What might work? Well, compulsory training. Registration. Education programmes. Encouragement, and enlightenment - the carrot, rather than the stick. Better application of the laws we already have - actually charging owners for all sorts of violent behaviour by their pets, rather than just letting them off with a caution or a finger-wagging lecture. The issuing of dog control notices, to nip any problems in the bud before they become really entrenched.

Hey, these sorts of ideas might not be perfect, but they're all we've got. They're much more likely to work than punitive laws that probably won't be enforced, and which are less likely to make any irresponsible dog owners think twice than more gradually attempting to change some of our violent and nasty dog ownership sub-cultures. Life in prison for another being's behaviour?
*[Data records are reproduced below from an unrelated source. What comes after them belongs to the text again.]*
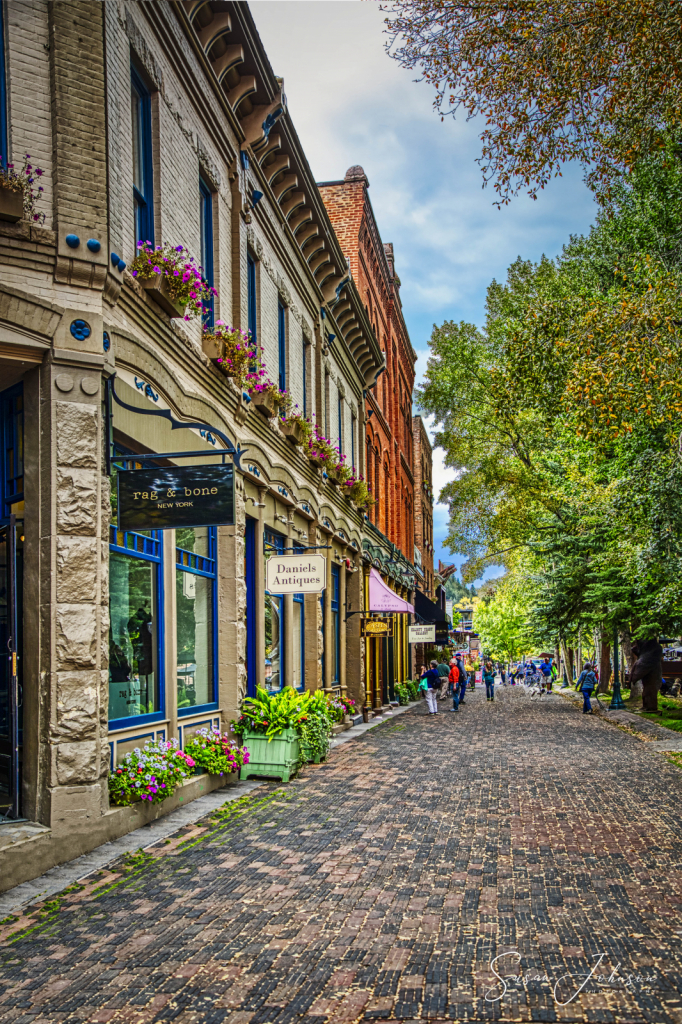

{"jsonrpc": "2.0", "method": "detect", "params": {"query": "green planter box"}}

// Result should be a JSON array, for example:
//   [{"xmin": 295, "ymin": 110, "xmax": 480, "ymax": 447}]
[{"xmin": 240, "ymin": 729, "xmax": 300, "ymax": 782}]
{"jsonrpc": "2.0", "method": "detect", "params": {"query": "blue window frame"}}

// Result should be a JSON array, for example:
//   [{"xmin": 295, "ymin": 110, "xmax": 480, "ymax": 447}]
[
  {"xmin": 247, "ymin": 253, "xmax": 258, "ymax": 342},
  {"xmin": 293, "ymin": 544, "xmax": 305, "ymax": 690},
  {"xmin": 332, "ymin": 565, "xmax": 341, "ymax": 686},
  {"xmin": 278, "ymin": 302, "xmax": 287, "ymax": 391},
  {"xmin": 175, "ymin": 526, "xmax": 218, "ymax": 716},
  {"xmin": 0, "ymin": 383, "xmax": 24, "ymax": 522},
  {"xmin": 264, "ymin": 529, "xmax": 286, "ymax": 693},
  {"xmin": 350, "ymin": 415, "xmax": 355, "ymax": 472},
  {"xmin": 130, "ymin": 65, "xmax": 155, "ymax": 244},
  {"xmin": 199, "ymin": 178, "xmax": 215, "ymax": 329},
  {"xmin": 244, "ymin": 516, "xmax": 257, "ymax": 697},
  {"xmin": 0, "ymin": 3, "xmax": 9, "ymax": 167}
]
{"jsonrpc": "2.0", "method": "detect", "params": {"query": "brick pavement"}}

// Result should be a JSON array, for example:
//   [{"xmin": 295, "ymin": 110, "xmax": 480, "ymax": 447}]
[{"xmin": 0, "ymin": 689, "xmax": 682, "ymax": 1024}]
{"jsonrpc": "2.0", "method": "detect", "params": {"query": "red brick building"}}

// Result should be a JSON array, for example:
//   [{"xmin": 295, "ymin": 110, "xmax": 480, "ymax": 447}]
[
  {"xmin": 412, "ymin": 416, "xmax": 436, "ymax": 601},
  {"xmin": 318, "ymin": 167, "xmax": 417, "ymax": 563}
]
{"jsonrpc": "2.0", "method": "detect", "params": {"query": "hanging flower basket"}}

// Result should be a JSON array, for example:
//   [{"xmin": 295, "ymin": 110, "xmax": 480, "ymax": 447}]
[
  {"xmin": 251, "ymin": 391, "xmax": 280, "ymax": 420},
  {"xmin": 0, "ymin": 179, "xmax": 24, "ymax": 224},
  {"xmin": 140, "ymin": 273, "xmax": 187, "ymax": 319}
]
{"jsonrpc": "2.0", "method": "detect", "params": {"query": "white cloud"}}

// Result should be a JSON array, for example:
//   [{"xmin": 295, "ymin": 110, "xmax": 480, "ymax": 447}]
[{"xmin": 251, "ymin": 0, "xmax": 594, "ymax": 581}]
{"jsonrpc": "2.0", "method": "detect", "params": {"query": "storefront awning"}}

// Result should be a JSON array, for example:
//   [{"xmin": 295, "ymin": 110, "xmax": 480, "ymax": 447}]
[{"xmin": 369, "ymin": 569, "xmax": 415, "ymax": 611}]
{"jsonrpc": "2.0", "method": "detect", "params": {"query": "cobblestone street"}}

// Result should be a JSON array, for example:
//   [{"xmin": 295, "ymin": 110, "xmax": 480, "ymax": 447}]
[{"xmin": 0, "ymin": 688, "xmax": 682, "ymax": 1024}]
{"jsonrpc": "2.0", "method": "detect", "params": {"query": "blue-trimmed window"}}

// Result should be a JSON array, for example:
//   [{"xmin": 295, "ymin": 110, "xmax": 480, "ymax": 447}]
[
  {"xmin": 0, "ymin": 3, "xmax": 9, "ymax": 167},
  {"xmin": 247, "ymin": 253, "xmax": 258, "ymax": 342},
  {"xmin": 175, "ymin": 526, "xmax": 218, "ymax": 715},
  {"xmin": 109, "ymin": 526, "xmax": 165, "ymax": 729},
  {"xmin": 260, "ymin": 529, "xmax": 286, "ymax": 693},
  {"xmin": 0, "ymin": 383, "xmax": 24, "ymax": 522},
  {"xmin": 292, "ymin": 545, "xmax": 305, "ymax": 690},
  {"xmin": 130, "ymin": 66, "xmax": 155, "ymax": 245},
  {"xmin": 332, "ymin": 565, "xmax": 341, "ymax": 686},
  {"xmin": 244, "ymin": 516, "xmax": 257, "ymax": 697},
  {"xmin": 278, "ymin": 301, "xmax": 287, "ymax": 391},
  {"xmin": 199, "ymin": 178, "xmax": 215, "ymax": 329}
]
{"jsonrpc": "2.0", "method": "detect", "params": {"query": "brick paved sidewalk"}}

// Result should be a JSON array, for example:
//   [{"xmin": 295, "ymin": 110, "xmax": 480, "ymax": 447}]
[{"xmin": 0, "ymin": 687, "xmax": 682, "ymax": 1024}]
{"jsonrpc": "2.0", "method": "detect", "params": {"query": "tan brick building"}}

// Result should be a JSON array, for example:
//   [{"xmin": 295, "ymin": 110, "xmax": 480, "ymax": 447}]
[{"xmin": 0, "ymin": 0, "xmax": 382, "ymax": 889}]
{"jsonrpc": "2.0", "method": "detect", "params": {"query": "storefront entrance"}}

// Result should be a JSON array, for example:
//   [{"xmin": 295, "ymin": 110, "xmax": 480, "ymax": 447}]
[{"xmin": 0, "ymin": 516, "xmax": 24, "ymax": 818}]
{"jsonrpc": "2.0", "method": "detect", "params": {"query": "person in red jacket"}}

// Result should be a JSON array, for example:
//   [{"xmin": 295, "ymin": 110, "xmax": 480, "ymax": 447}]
[{"xmin": 447, "ymin": 658, "xmax": 460, "ymax": 711}]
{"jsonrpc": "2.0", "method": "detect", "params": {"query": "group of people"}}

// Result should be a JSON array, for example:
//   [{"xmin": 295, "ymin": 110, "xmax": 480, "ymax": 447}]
[{"xmin": 419, "ymin": 654, "xmax": 561, "ymax": 715}]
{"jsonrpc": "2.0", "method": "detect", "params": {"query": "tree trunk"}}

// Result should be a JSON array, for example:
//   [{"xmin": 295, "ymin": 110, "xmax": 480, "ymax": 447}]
[
  {"xmin": 597, "ymin": 636, "xmax": 611, "ymax": 693},
  {"xmin": 621, "ymin": 630, "xmax": 642, "ymax": 700}
]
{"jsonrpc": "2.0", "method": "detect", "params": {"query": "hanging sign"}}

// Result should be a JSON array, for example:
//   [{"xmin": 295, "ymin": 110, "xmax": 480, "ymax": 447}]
[
  {"xmin": 363, "ymin": 618, "xmax": 393, "ymax": 637},
  {"xmin": 408, "ymin": 623, "xmax": 435, "ymax": 643},
  {"xmin": 116, "ymin": 465, "xmax": 235, "ymax": 530},
  {"xmin": 265, "ymin": 552, "xmax": 327, "ymax": 594}
]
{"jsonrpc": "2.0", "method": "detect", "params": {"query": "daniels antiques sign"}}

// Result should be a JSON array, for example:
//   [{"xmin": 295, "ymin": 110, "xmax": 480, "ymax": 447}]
[
  {"xmin": 265, "ymin": 554, "xmax": 327, "ymax": 594},
  {"xmin": 363, "ymin": 618, "xmax": 393, "ymax": 637},
  {"xmin": 116, "ymin": 465, "xmax": 235, "ymax": 529}
]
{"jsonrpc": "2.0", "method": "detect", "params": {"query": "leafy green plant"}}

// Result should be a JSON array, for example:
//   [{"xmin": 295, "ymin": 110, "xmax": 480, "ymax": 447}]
[
  {"xmin": 184, "ymin": 727, "xmax": 249, "ymax": 775},
  {"xmin": 232, "ymin": 686, "xmax": 310, "ymax": 741}
]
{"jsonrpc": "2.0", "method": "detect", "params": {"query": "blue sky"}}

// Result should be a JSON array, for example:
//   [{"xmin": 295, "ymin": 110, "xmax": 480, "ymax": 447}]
[{"xmin": 251, "ymin": 0, "xmax": 595, "ymax": 581}]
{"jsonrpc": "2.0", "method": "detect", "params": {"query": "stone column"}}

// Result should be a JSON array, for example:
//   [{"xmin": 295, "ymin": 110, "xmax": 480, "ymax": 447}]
[{"xmin": 42, "ymin": 349, "xmax": 111, "ymax": 837}]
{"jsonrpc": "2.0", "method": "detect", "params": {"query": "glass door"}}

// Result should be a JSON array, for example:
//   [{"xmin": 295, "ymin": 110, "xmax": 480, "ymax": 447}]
[{"xmin": 0, "ymin": 515, "xmax": 24, "ymax": 819}]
You can only get 14 years for causing death by dangerous driving - a sin of commission that most citizens would probably think of as a worse crime than letting your dog get out of control. How long before we see the first famous martyr of a dog owner, serving many years in prison because a dog the public perceived as an 'acceptable' one (an Alsatian, for instance) acted out of character? It might take many years. But it might not be long - dragging Parliament's sausage-factory legislation into the mire. Again.

You're probably at risk from this over-reaction, as well as from any vicious dogs themselves. For if this unending emphasis on punishment allows public and policymakers to ignore the deep-seated roots of machismo-fuelled violence in our society, if it permits us to look away from the reasons why so many men breed and keep dogs that are better suited to cage fighting than domestic homes, then it does us a disservice. If such legislation undermines public faith in the law, the void will be filled by all sorts of dangerous fantasies and promises. All for a piece of crowd-pleasing headline-making that might, just might, punish the relatively innocent, and probably won't make any difference anyway.

Dangerous dogs? Bad laws can be more pernicious.